Building Scalable Data Products To Fuel Data Science Outcomes

  • Keith Lawrence, Red Hat
  • Andy Mott, Starburst

This talk was about Red Hat Data Science - “a ML platform for the hybrid cloud”. Starburst is a ‘data mesh’, as it essentially allows you to query data from anywhere without even thinking about it. This talk felt again like a sales pitch, however I think Starburst is a pretty cool product. It’s very useful for when you want to quickly start using data, and scale quickly. Other than that, nothing really to add from this talk. I thought that Dataiku looks much better than this Red Hat Data Science - so I would continue using that.

A History of Language Models: Explained By Generating Session Submissions for Big Data Ldn

Whilst Advancing Analytics may have good, informative youtube videos - found here. This talk was pretty poor. He essentially admitted it was written by ChatGPT and then spent 20 minutes talk about a super basic overview of the history of LMs - which anyone with any interest in LMs would know already. I think what would have been nice would be to take more time going into the details of the architecture of some of those and really give your opinions on them.

He mentioned Retentive Networks - here. I had only heard of this in passing as it’s a relatively new paper - but I will have a read of this as it seems interesting.

At least this LSTM generated film was cool: https://www.youtube.com/watch?v=LY7x2Ihqjmc.

How to choose the right infrastructure and solutions for your ML projects

I think this talk summed up my view of the day - the title of the talks was much more interesting than the actual talk themselves. I was hoping for some more technical details on the aspects to take into considerations when choosing a product - but I guess that’s specific from use case to use case. His points essentially boiled down to - do you want to build your own product suited completely towards you or do you want a flexible product you can buy / use (open-source) that might not be as good but works.
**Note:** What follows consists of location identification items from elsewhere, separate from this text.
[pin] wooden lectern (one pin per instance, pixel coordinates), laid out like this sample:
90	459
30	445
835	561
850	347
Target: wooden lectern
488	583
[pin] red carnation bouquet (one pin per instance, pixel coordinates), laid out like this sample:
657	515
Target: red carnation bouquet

Nothing really to say on this one.

Overall Thoughts

Day 1 better than Day 2 - more interesting technical talks in my opinion. However, both days I had fun chatting to the vendors and getting some free t-shirts! I’m also excited to try our Giskard - it seems like the most useful product of the ones I saw / spoke to. Perhaps maybe Hopsworks too.
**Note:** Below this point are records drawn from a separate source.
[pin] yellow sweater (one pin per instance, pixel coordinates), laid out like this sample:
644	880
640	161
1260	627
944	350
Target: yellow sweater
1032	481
I often found myself getting anxious in the crowd, and trying to chat to vendors. However, if you really looked around and studied other people there - you could also see some anxious looks on their faces too. I think you have to remember that no-one is going to look at you twice - people are stuck inside their own heads. Have fun, and be curious and you’ll get the best out of these conferences - make sure to go and ask for the swag, they don’t just offer it out!